Ein Derbysieg, der in die Geschichte eingehen wird – und das aus den falschen Gründen. Das an sich schon brisante Duell zwischen Huesca und Real Zaragoza endete am Sonntag in einer historischen Schlägerei, ausgelöst durch eine rabiate Reaktion des Torwarts Esteban Andrada.

Die eskalation im nachspiel

Die eskalation im nachspiel

Die Partie, die für beide Teams große Bedeutung hatte, schien in einem 1:0-Sieg für Huesca zu enden. Doch in der Nachspielzeit kam es zu einer Situation, die das Estadio El Alcorz in einen Hexenkessel verwandelte. Jorge Pulido, Verteidiger von Huesca, soll Andrada, der bereits eine Gelbe Karte erhalten hatte, etwas entgegengeschleudert haben. Die Reaktion des Torwarts war jäh und unverhältnismäßig: Er stieß Pulido mit voller Wucht um.

Was dann geschah, war kaum zu glauben. Andrada, anscheinend völlig die Kontrolle verlor, stürmte auf Pulido zu und verpasste ihn mit einem Faustschlag ins Gesicht. Eine Szene, die die Gemüter auf beiden Seitenhitze entfachte und in einer handfesten Auseinandersetzung zwischen den Spielern beider Mannschaften mündete.

Das VAR-Desaster: Doch die Tragödie endete nicht damit. Das VAR griff ein und zeigte zwei weitere fragwürdige Aktionen auf. Zunächst Tasende von Huesca, der ohne Ball einen Gegenspieler unsportlich zu Fall brachte und dafür die rote Karte erhielt. Und dann Dani Jiménez, der Torwart von Zaragoza, der sich ebenfalls in die Schlägerei einmischte und Andrada ebenfalls mit einem Faustschlag traf. Francho Serrano und Jorge Pulido blieben letztendlich unter den Akteuren, die die Situation beruhigen mussten – ein düsteres Bild für den spanischen Fußball.
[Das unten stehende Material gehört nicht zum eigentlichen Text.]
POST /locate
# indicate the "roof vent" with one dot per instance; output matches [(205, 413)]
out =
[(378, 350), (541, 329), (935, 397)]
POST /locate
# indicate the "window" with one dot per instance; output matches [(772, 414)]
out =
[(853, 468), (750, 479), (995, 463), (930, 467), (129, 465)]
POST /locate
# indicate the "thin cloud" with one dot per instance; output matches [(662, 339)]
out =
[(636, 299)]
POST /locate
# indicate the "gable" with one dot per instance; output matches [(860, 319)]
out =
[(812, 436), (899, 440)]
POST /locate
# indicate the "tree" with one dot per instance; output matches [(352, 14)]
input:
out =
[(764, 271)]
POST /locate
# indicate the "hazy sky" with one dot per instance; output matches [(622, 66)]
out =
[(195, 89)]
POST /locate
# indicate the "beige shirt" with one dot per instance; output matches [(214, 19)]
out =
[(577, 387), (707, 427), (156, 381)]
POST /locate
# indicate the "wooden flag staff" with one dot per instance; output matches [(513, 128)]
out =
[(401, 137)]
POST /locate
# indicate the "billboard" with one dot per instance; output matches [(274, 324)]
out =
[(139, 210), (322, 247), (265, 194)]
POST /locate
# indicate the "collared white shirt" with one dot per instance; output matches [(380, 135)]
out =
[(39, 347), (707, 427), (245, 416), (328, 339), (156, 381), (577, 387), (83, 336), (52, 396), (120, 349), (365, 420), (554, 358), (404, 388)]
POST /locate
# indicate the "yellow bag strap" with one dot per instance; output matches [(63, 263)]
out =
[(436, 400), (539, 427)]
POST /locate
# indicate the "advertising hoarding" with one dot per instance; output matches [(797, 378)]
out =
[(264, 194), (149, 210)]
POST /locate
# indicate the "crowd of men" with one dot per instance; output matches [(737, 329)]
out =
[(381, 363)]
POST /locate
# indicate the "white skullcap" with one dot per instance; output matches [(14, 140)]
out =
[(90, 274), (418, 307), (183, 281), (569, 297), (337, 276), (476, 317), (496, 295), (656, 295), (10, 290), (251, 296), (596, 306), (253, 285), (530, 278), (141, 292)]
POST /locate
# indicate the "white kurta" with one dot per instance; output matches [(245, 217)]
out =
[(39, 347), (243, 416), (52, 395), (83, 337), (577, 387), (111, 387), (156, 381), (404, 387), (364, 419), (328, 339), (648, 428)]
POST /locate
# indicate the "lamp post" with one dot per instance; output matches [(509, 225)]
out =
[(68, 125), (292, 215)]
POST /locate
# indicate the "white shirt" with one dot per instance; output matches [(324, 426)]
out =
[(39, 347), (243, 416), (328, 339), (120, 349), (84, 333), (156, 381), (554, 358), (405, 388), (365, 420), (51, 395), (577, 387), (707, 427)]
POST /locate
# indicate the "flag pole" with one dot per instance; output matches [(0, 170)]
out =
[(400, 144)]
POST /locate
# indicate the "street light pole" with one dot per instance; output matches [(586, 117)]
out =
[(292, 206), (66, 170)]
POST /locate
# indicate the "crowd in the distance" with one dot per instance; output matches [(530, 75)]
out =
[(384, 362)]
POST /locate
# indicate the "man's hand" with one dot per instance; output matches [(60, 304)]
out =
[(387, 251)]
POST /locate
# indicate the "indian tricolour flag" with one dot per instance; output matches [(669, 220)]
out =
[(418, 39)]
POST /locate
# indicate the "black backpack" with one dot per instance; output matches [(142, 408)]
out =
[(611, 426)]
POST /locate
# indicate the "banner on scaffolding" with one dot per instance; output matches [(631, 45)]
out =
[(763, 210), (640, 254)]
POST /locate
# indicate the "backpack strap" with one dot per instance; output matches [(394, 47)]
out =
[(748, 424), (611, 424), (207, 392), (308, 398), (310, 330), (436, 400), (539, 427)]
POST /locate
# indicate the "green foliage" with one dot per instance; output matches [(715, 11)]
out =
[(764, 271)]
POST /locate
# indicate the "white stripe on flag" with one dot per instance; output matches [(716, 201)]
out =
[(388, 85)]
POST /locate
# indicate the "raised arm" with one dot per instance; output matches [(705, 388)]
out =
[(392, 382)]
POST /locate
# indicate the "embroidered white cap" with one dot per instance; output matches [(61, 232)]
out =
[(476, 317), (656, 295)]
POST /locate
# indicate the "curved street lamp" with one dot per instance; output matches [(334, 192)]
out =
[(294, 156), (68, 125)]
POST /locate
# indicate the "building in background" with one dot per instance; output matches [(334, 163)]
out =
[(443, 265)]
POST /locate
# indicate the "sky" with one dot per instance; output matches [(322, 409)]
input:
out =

Die Suspendierung für Andrada könnte historisch ausfallen, ein unrühmliches Abschied vom Real Zaragoza. Diese Ereignisse werfen ein Schlaglicht auf die zunehmende Aggressivität im Fußball und die Notwendigkeit, die Disziplin auf dem Platz konsequenter durchzusetzen. Die Bilder von gestern werden lange in Erinnerung bleiben – ein trauriger Tiefpunkt für das aragonesische Derby und für den spanischen Fußball im Allgemeinen. Die Frage ist nicht, ob solche Szenen in Zukunft vermieden werden können, sondern wie schnell die Verantwortlichen handeln, um das Vertrauen in den fairen Sport wiederherzustellen.